Bill Good opens.  Gregor Robertson is asking for authority to borrow $458-million for the Olympic Village.  Gordon Campbell confirms he’s talking with the city.  Stephen Harper wants none of it, drops an f-bomb with his eyes.  Reporter Shannon Paterson is knocking on Peter Ladner’s door.  Then Sam Sullivan’s door.  Historical footage of Bob Rennie pitching Millennium Water.  Tsur Somerville grins, has no hope for a return to the market peak in the near term.  Ex-mayor Philip Owen is sure prices “will be back” in three years.  An industry flak admits prices are down 15 per cent from the peak.

Is this not one of the most dizzying condo/ real estate/ boondoggle news days Vancouver has ever seen?!

The hard news of today — that is, the stuff we didn’t learn on Friday — is that City Hall is asking the province for the authority to borrow the money needed to complete the Olympic Village.  By law, the city can’t borrow huge sums without permission of the electorate.  Unless the province gives the city the power to assume the debt, the city is stuck with the ability to do nothing.  Meanwhile, the city is bound to their completion guarantee with Fortress.

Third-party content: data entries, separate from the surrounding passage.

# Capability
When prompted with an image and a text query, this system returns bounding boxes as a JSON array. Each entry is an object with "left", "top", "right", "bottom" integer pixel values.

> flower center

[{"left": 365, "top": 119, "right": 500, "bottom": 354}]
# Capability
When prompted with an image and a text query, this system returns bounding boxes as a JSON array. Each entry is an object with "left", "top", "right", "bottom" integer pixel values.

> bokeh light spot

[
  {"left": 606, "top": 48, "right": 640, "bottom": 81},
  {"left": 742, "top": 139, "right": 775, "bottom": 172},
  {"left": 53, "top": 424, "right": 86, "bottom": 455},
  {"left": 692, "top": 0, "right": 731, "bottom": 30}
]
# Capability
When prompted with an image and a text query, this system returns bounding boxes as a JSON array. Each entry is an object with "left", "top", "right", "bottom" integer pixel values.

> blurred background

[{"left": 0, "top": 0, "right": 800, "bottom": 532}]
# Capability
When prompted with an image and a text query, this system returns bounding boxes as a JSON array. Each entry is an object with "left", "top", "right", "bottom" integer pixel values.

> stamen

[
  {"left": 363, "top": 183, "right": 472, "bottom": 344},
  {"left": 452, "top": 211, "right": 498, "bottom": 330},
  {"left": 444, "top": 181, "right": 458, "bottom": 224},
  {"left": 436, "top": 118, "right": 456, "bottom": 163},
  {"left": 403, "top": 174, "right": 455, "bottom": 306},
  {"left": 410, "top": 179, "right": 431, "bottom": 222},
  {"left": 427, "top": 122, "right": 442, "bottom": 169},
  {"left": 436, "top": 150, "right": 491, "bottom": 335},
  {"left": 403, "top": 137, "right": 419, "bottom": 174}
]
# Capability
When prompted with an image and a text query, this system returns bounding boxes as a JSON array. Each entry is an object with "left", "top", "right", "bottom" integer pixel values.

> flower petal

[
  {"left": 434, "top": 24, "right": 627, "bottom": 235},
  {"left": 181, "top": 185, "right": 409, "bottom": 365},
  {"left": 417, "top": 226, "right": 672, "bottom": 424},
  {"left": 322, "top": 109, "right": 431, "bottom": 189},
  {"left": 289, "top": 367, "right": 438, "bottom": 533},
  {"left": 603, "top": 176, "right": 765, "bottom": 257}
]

Some are saying City Hall should walk away.  More than 60 per cent of respondents to a Vancouver Sun online poll support this thinking.  Though it’s a lovely measure of voter outrage, it sidesteps the reality that the city must complete Millennium Water.  This is the deal the city made when it signed the completion guarantee.  It sucks but we’re stuck.  Whatever we do, we owe the money.  Better to the build the buildings than do nothing.

Time to hit the video feed of today’s special city council meeting.  I’m prepared for torture.  Wish me luck.